What Is a Real-Time Chat System?
A real-time chat system enables persistent messaging between users with delivery guarantees and online presence. Examples: WhatsApp (2B users), Slack (20M DAU), Discord. Core challenges: message ordering and deduplication, online presence at scale, end-to-end encryption, and efficient message storage for billions of conversations.
System Requirements
Functional
- One-on-one and group messages (up to 256 members)
- Message delivery receipts: sent, delivered, read
- Online/offline presence indicators
- Message history: searchable, persistent
- Media: images, videos, voice messages
Non-Functional
- 2B users, 100B messages/day
- Message delivery latency: <500ms
- Message ordering guaranteed within a conversation
- 7-year message retention
Connection Architecture
Client ──WebSocket──► Gateway Server (connection layer)
│
Message Service ──► Kafka ──► Delivery Workers
│
Cassandra (message store)
│
Presence Service ──► Redis (online status)
Each client maintains a persistent WebSocket connection to a gateway server. Gateway servers are stateless message routers — they look up which gateway holds the recipient’s connection (via Redis hash: user_id → gateway_server_id) and forward the message. With 2B users and 50K connections per gateway server: 40,000 gateway servers.
Message Flow
Sender sends message
→ Gateway accepts, assigns message_id (UUID), timestamps
→ Writes to Kafka (topic: messages, partitioned by conversation_id)
→ Returns acknowledgment to sender (message sent)
→ Delivery worker reads from Kafka
→ Writes message to Cassandra (durable storage)

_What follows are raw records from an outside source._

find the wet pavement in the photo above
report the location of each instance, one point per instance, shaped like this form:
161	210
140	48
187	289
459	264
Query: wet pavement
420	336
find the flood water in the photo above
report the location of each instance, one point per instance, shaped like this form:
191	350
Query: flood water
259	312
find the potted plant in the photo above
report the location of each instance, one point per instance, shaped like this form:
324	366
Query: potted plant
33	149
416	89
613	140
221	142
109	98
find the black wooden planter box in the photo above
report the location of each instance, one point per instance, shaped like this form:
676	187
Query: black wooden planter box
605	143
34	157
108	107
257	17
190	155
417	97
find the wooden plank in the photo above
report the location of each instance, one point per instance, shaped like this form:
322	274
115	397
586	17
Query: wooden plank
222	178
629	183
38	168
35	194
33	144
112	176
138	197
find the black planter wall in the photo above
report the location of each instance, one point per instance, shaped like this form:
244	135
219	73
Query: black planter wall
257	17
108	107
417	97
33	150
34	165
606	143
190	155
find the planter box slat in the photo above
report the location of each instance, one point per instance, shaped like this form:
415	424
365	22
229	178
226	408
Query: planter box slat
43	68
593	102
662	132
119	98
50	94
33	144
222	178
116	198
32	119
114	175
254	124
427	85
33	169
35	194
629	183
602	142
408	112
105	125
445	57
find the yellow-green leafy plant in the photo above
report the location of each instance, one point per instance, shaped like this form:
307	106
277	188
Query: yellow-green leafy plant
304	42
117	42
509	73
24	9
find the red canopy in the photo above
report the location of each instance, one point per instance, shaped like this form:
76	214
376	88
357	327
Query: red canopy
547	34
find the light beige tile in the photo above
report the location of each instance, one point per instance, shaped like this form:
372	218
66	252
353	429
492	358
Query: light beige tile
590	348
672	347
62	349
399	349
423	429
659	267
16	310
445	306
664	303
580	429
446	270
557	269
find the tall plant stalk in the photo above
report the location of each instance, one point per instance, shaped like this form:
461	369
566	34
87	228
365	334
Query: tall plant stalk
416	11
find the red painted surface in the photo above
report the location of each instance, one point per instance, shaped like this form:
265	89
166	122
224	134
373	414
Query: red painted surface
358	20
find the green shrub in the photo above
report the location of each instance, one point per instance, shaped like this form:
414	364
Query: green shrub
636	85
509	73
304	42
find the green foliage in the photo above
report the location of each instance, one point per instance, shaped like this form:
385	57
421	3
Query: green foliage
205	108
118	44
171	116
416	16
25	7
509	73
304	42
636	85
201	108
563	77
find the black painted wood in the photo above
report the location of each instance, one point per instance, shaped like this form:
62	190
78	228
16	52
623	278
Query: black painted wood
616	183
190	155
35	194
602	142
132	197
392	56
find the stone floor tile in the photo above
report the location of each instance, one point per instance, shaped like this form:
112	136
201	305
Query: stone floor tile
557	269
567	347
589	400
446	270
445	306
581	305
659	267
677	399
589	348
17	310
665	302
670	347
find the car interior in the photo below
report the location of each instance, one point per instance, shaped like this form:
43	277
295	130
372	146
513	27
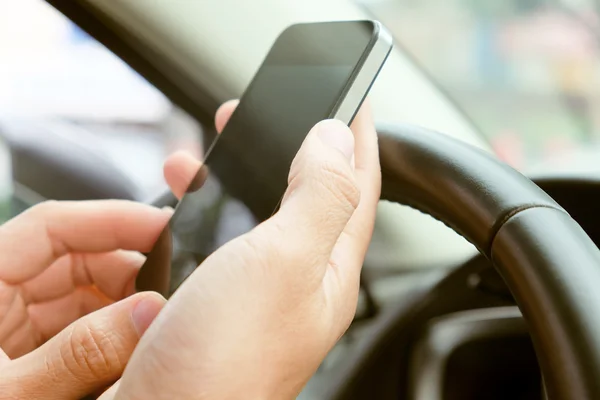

→ Looks up recipient's gateway server in Redis
→ Pushes message to recipient's WebSocket
→ Recipient's client sends delivery receipt
→ Read receipt propagated back to sender
Message Storage: Cassandra
messages: (conversation_id, message_id, sender_id, content,
type, status, created_at)
PRIMARY KEY (conversation_id, message_id)
CLUSTERING ORDER BY (message_id DESC)
Cassandra is ideal for chat: wide rows model (all messages for a conversation in one partition), linear write scalability, and fast range reads for message history. Message IDs use time-ordered UUIDs (UUID v1 or Snowflake) for natural chronological ordering within a conversation.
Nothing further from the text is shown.